Escalating sectarian conflict in Iraq reached a new peak on 2 January.

According to academic Juan Cole, an Al Qaeda group took over “big swathes of some al-Anbar cities and... police stations”, abandoned by the cops after mass anti-government demonstrations by local people.

“Allegedly half of Fallujah had fallen to the Al Qaeda affiliate”.

Anbar is a large but mostly desert province in the west of Iraq, bordering Syria and Jordan, and mostly inhabited by Iraq’s large Sunni minority.

Iraq’s government, led by Shia Islamists round prime minister Nouri al-Maliki, has negotiated alliances with some local Sunni militias which dislike Al Qaeda even more than they resent Maliki’s policies, and launched counterattacks. But government control in Anbar’s cities has still not been restored.

Maliki has obtained urgent shipments of missiles and drones from the USA, and on 7 January the government reported that it had killed 25 people with missile strikes on the city of Ramadi.

The Al Qaeda group which took the cities is ISIL (or ISIC), the same group currently in battle in northern Syria against secular and softer-Islamist strands of the Syrian opposition.

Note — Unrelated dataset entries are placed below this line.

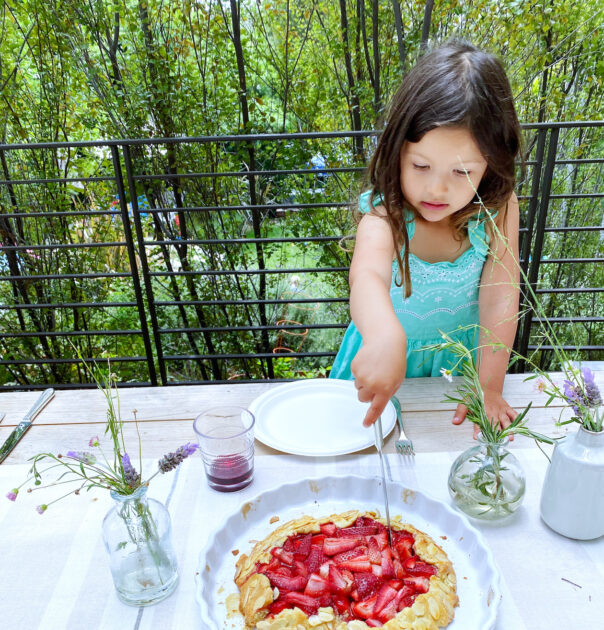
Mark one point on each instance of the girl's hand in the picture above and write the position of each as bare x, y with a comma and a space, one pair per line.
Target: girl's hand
379, 370
496, 408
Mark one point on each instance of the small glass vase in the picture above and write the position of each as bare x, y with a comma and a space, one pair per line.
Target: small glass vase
572, 497
137, 536
487, 481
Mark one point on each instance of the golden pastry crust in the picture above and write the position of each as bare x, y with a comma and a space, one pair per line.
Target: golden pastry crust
429, 611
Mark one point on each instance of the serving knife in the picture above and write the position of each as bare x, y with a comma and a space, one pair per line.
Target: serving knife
13, 439
379, 443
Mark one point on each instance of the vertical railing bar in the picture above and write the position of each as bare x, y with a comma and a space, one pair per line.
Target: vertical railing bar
527, 237
133, 266
533, 270
536, 181
140, 237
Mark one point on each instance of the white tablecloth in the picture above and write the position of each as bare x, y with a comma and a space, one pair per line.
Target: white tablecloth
54, 570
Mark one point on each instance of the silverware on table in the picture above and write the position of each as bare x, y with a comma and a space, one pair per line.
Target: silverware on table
45, 397
403, 445
379, 443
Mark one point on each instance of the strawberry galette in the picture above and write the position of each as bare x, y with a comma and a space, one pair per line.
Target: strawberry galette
340, 573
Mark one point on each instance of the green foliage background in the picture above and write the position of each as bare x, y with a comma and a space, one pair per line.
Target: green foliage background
81, 70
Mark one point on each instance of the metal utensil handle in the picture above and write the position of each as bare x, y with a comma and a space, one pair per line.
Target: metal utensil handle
46, 396
379, 441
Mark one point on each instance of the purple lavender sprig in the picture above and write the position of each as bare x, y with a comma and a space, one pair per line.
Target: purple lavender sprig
131, 477
82, 456
173, 460
584, 398
592, 393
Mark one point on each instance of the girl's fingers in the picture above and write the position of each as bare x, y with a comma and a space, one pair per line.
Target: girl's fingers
375, 410
460, 414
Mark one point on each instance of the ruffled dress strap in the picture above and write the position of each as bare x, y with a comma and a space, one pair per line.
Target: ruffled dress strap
365, 199
477, 233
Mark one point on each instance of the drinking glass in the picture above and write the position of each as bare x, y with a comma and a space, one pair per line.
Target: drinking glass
226, 444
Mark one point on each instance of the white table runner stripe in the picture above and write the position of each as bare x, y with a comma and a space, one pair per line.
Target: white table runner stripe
55, 574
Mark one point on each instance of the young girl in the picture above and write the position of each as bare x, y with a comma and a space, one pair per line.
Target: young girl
427, 257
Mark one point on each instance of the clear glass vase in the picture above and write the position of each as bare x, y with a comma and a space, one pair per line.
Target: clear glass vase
137, 536
487, 481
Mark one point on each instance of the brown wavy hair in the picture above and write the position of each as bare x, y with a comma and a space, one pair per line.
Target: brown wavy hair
454, 85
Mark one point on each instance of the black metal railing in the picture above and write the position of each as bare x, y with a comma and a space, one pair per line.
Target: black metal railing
126, 249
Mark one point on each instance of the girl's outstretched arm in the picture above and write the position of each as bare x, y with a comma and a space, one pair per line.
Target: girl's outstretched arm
379, 366
498, 304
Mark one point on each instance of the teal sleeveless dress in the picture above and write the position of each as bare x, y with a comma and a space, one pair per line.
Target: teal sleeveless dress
444, 297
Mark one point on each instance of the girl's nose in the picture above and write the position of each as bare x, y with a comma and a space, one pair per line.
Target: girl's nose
438, 185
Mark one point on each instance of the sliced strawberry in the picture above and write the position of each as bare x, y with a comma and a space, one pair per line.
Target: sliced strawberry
376, 569
351, 553
338, 583
329, 529
341, 603
366, 584
419, 583
324, 568
381, 539
388, 612
399, 572
314, 559
405, 597
404, 548
387, 565
285, 583
300, 568
364, 609
363, 521
385, 595
316, 586
302, 546
366, 530
309, 605
286, 557
332, 546
417, 567
277, 606
356, 565
373, 551
271, 566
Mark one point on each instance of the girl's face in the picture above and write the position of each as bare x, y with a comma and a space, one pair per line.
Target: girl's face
435, 172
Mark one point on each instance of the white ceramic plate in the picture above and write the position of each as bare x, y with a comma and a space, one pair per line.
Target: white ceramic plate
477, 575
318, 417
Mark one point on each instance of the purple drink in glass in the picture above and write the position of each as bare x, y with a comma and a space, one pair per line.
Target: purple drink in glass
228, 473
226, 445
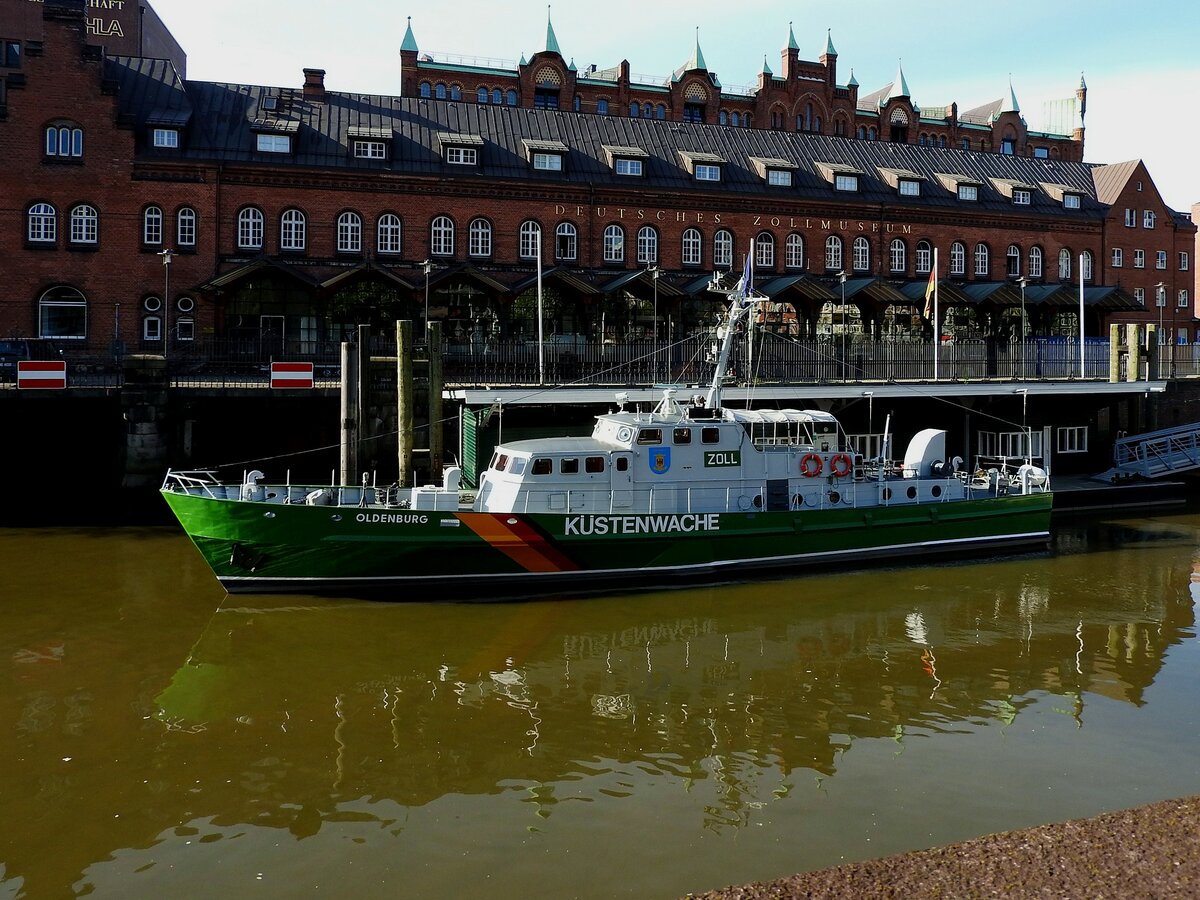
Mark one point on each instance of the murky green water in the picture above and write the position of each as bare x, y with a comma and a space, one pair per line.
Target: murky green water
161, 739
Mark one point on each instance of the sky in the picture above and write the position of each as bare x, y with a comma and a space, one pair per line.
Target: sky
1139, 60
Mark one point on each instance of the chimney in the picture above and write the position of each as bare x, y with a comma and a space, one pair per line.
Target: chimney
315, 85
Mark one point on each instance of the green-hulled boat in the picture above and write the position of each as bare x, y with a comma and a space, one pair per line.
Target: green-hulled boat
689, 492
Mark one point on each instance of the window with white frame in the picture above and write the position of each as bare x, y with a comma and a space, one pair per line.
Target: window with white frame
462, 156
292, 231
42, 223
442, 237
693, 247
479, 238
833, 253
723, 250
84, 225
388, 233
793, 251
1036, 262
983, 259
861, 255
1073, 439
615, 244
565, 241
185, 227
765, 251
958, 258
349, 233
151, 226
647, 245
250, 228
529, 240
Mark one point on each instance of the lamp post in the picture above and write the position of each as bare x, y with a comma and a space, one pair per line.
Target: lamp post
1023, 281
167, 255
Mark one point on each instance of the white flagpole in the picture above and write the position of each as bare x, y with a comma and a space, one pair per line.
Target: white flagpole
937, 327
1081, 316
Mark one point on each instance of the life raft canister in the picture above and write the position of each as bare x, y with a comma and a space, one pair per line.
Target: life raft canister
810, 465
841, 465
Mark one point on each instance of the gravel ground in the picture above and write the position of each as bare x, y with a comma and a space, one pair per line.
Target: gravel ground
1146, 852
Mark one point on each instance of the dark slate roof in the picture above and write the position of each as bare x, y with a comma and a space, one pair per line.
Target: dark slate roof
225, 117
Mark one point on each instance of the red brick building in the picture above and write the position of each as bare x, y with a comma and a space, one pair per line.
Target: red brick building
289, 215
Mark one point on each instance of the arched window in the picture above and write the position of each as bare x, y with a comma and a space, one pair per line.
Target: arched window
983, 261
151, 226
63, 313
1014, 261
479, 238
84, 225
615, 244
833, 253
250, 228
765, 251
647, 245
958, 258
862, 255
723, 249
693, 247
565, 241
529, 240
388, 233
793, 251
442, 237
185, 227
924, 257
292, 231
43, 223
349, 233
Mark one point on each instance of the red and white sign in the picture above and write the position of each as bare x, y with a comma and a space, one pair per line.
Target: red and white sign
292, 375
39, 375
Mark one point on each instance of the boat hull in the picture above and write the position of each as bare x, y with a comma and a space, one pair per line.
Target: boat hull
421, 556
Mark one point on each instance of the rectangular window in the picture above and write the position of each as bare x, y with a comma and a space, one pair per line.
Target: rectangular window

The anti-government surge which ISIL profited from was triggered by Maliki, in late December, sending troops to disperse a long-running and peaceful Sunni protest camp outside Ramadi and arresting a Sunni MP who had been negotiating between the protesters and the government. 44 MPs, mostly Sunni, resigned from the Iraqi parliament.

Maliki’s policy for many years now has been one (as Cole puts it) “of almost ignoring Sunni complaints”. To rule Iraq, he has relied more or less totally on his Shia base and on deals with Kurdish parties which, despite many tensions, in return get virtual autonomy for the Kurdish north of Iraq.

Deaths from sectarian attacks, across Iraq, rose to 8000 in 2013, the highest figure since 2008.

Some on the left acclaimed the militias active in 2006-7 as “anti-imperialist resistance”, but the worst of them have become even more active since US troops withdrew, targeting not imperialism but Iraqis of other creeds.

Anbar was a stronghold of rebel militias under the US occupation of Iraq from 2003-8, but then, as Cole notes, “the old Islamic State of Iraq [group] was powerful in some areas at some times, [but] it was a guerrilla organisation which faded away when conventional troops came in”.

The US was adroit and flexible enough to nurture, negotiate with, and finance a militia of anti-Al-Qaeda Sunnis. That militia, Sahwa, had 100,000 fighters by 2008. Maliki disbanded Sahwa and largely broke promises to give its fighters jobs in the Iraqi army or bureaucracy.

Economically Iraq has boomed in recent years, and foreign investment continues to flow in. This seems to have given Maliki false confidence. Many provinces, not just Anbar, are demanding autonomy and a bigger share of the oil revenues.

Elections are due in April. A working-class political presence is urgently needed there, to avoid Iraq collapsing into a militarised regime in which sectarian conflicts dominate, and the labour movement is crushed.

To organise it in time, in current conditions, will be difficult.